El Yo que observa.


Un ejercicio muy útil y sencillo para cuando nos sintamos presa del dolor emocional.
Ahí va.
Se trata de delimitar e identificar dos partes en nosotros mismos: el Yo que vive y el Yo que observa.

El Yo que vive no puede observarse a sí mismo: se limita a actuar desprovisto de autocontrol y valoración objetivos.

El Yo que observa ve desde afuera esas vivencias, y puede calibrarlas de manera objetiva y sanadora.

Suena exótico y raro, pero sólo en tanto que se trata de algo infrecuente en nuestra cultura.

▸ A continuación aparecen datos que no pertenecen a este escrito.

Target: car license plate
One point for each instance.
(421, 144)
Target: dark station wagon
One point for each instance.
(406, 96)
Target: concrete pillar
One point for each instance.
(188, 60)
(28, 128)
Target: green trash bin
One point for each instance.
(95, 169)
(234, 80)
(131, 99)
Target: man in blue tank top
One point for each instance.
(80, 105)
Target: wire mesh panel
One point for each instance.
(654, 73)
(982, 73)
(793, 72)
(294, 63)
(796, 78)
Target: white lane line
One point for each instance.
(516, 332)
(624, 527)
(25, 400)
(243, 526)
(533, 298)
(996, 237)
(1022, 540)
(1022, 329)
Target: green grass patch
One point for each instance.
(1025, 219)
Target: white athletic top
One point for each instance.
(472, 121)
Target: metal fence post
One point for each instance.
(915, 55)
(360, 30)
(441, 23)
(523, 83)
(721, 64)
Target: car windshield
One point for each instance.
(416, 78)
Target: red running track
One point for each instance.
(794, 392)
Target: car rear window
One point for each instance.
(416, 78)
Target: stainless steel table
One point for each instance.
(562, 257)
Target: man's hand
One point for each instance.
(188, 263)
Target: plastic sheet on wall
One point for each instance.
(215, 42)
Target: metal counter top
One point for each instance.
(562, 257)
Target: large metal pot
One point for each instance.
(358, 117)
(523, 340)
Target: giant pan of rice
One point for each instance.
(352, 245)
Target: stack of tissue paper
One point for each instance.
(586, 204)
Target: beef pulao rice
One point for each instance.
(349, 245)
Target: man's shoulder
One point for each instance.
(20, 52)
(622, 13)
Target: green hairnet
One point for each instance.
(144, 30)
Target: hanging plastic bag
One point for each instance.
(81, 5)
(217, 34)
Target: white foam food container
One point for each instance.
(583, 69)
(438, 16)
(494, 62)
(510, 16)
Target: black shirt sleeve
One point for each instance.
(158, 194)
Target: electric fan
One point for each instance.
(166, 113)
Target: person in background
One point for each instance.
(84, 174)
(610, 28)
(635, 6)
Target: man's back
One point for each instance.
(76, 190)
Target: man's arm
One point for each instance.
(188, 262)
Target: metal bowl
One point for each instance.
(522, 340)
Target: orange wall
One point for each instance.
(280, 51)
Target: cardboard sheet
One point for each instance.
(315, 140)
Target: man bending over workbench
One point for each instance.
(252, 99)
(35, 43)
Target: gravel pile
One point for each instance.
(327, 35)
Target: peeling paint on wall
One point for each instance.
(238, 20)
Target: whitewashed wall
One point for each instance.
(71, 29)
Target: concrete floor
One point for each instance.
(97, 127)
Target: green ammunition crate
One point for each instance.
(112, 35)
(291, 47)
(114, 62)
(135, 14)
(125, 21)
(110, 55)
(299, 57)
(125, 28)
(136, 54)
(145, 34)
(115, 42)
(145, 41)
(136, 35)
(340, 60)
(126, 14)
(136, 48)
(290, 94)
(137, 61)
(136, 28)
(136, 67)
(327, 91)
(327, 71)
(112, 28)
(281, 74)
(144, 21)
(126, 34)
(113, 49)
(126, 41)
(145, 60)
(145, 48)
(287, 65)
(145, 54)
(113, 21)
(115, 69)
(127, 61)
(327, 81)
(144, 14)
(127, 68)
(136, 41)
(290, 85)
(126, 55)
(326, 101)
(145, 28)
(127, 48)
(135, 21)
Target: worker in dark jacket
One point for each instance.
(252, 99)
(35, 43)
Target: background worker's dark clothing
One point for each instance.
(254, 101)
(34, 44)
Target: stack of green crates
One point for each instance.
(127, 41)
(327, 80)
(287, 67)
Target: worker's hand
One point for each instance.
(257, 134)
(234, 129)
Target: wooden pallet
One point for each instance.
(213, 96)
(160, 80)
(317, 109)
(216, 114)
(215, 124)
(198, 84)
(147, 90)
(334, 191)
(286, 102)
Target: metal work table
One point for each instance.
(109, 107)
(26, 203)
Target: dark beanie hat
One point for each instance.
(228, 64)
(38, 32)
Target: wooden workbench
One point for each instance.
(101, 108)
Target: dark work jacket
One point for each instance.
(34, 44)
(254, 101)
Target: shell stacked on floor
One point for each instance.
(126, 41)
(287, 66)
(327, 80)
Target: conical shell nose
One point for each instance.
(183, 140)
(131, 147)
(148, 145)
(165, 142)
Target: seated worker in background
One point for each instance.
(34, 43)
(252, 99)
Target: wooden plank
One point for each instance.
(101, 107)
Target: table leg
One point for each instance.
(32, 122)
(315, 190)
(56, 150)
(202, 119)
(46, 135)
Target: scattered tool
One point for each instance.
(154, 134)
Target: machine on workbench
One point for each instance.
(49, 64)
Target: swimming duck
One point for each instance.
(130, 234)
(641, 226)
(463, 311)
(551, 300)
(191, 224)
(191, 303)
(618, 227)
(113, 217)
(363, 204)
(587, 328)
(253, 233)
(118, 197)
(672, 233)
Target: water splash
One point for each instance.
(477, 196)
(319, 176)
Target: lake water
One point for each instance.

Por norma general, solemos vivir nuestras emociones desde nosotros mismos, sin levantar la vista del suelo y unidireccionados por una suerte de “orejeras espirituales”. La vista clavada ora en el suelo, ora enfrente nuestro, pero desprovistos de una visión periférica -y más aún distancial- respecto a nosotros mismos, a nuestra propia vida.
Nuestro Yo observador es una suerte de voz y guía interno que nos ayuda a ser conscientes de nuestro sufrimiento emocional, y de su verdadero alcance. Quienes practiquen reiki y hayan experimentado “salidas del cuerpo” entenderán este concepto, pero no es necesario llegar a esos “niveles” de experimentación energética y espiritual para encontrar a nuestro Yo observador y entender su mensaje. Una vez más, la propia mente es nuestra gran aliada en este sencillo ejercicio de sanación.
Consideraos a vosotros mismos observados a distancia por vosotros mismos. De entrada, estaréis fuera del alcance de vuestro particular vórtice negativo. Veréis a vuestro ego y veréis a vuestra personalidad externa como un envase de vuestra alma grotescamente deformado. Y viendo los males que os afligen, os sentiréis no ridículos, pero sí enternecidos por los males que os afligen y por vuestra necesidad de sanación. Una sanación que está tan lejana para el Yo que vive, como próxima para el Yo que observa…
Y os daréis cuenta de que todo va bien. No en vano ese Yo observador que habita en nuestro interior atesora el secreto de nuestra armonía interna. Él es el más cualificado para advertir nuestra inarmonía externa: la de nuestras emociones, la de nuestras ideas y conceptos, la de nuestras decisiones…
Y advertiréis que, aunque tengáis asuntos problemáticos que resolver, el simple hecho de estar vivos y de poder estar ahí, en el Mundo, dispuestos a trabajar por la sanación de vuestra vida, es ya un regalo en sí mismo.
Habrá quien aprenda con este ejercicio que no necesita rodearse de bienes materiales para ser feliz en tanto que reconocido socialmente, y que las orejeras del auto o de la torre no merecen arrastrar el pesado carro de la hipoteca… Habrá quien resuelva al fin el desamor que tanto le pesa, advirtiendo que el amor es cosa de dos y que, si el otro no quiere, es mejor pasar página y guardar las buenas experiencias vividas juntos… Habrá quien entienda que la muerte de un ser querido es Ley de Vida, y que debemos resurgir de nuestro dolor para alentar su recuerdo y pedir por el bienestar de su alma, evocando y agradeciendo los bienes que ese ser humano nos reportó en vida…
Quizás todo quede resumido en esta máxima: el Yo que observa enseña al Yo que vive el significado de amarse a uno mismo, y esa es la base obligatoria para amar a los demás.
¿No os sirve? Ampliad entonces la altura de vuestro Yo que observa y visualizad, por ejemplo, a los niños de Somalia que ahora, mientras leéis estas palabras, están muriendo de sed y hambre; y a sus padres, impotentes en la dramática experiencia de ver morir a sus hijos entre sus propios brazos, o abandonados en la linde de un camino polvoriento cualesquiera… Alguno dirá que “Mal de muchos, consuelo de pocos”, pero esa máxima es un arma cargada por el mismísimo diablo.